I grew up with the scent of flowers. The place we lived, as well as having a remnant rainforest gully running through it, had the most amazing garden. The people who'd built it had grown flowers commercially. Plus my mother was a florist. By the time I came along she wasn't going out to a shop to work, but often on Saturday mornings our back room would be filled with the marvellous scents of flowers. I used to sit and watch my mother working with incredibly nimble fingers, adding wire to individual flowers then turning them into amazing wedding bouquets, buttonholes and corsages.

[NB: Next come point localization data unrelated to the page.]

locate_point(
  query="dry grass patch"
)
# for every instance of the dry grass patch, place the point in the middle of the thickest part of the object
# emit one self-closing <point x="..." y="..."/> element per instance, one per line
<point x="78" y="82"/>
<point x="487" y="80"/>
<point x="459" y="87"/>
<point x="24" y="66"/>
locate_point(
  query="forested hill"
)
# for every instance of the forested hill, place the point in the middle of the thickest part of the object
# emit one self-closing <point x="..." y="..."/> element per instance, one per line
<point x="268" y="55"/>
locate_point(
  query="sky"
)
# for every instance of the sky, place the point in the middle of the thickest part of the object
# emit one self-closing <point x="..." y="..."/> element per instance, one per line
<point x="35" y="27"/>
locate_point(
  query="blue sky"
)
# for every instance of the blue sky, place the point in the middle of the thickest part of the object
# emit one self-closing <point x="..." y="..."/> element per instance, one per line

|Flowers in the market in Nice|
So it wasn't surprising that I eventually wrote a heroine who was a florist. (If you're interested that's Arden in 'The Desert King's Secret Heir'). That story has a theme of flowers running through it, even though most of it is set in a desert kingdom. When I wrote the follow up story, set in the neighbouring kingdom ('The Desert King's Captive Bride') it seemed only natural to build on that theme. The heroine in that story is a chemical engineer, but did you know, as well as being employed in pharmaceutical production, waste water management, electricity production etc, chemical engineers can be involved in making perfumes? Romantic, eh? I loved the idea of a heroine trying to restart the centuries-old perfume industry in her country.
|One of the hill towns of Provence|
And for once the timing of this story was perfect because I didn't have to rely solely on book and internet research. Last year I travelled to Provence in the south east of France and one of the things I specifically wanted to see was one of the traditional perfumeries. The area is known for its flower and perfume production so this was a perfect place to do a little digging about what's involved in perfume making.
Most of my research didn't make it onto the pages of the story, but it helped me to write the book and that's what counts. But it does mean I've got some photos I referred to as I wrote. I thought you might like to see a few. These were mainly taken at the Fragonard Perfumery.
|Part of the old distilling machinery at Fragonard|
|An illustration showing some of the perfume ingredients and their source|
|Huge bottles of perfume essences|
|Vats used during distillation|
|An old photo showing workers putting individual jasmine flowers in racks|
|A specialised desk where a 'Nose', a professional perfume blender works|
|Wild irises in the mountains|
This last photo isn't very good. I was too lazy to walk across the rocky landscape to get a close up of the irises. But I noted that they can used in perfume making. That led to further research on what flowers might bloom in Ghizlan's mountainous middle eastern country which could be used for perfume.
I love nice scents though most of the time I forget to burn those special candles I have, or I hoard the gorgeously perfumed soap. Well, I did. Recently I've been making an effort to use the soaps I've carefully put away and burn the scented candles. I'm also splashing out, not waiting for special occasions to wear the lovely perfumes I've been given - Paloma Picasso's 'Paloma', Elizabeth Arden's 'Green Tea', Bottega Veneto's 'Knot' and, until the bottle dropped and shattered (sigh), 'Un Jardin Sur Le Nil' by Hermes.
Are you a fan of perfume? Do you have a favourite scent you always wear? Or maybe there's a smell that you find very evocative - something that takes you straight back to another time and place? I'd love to hear!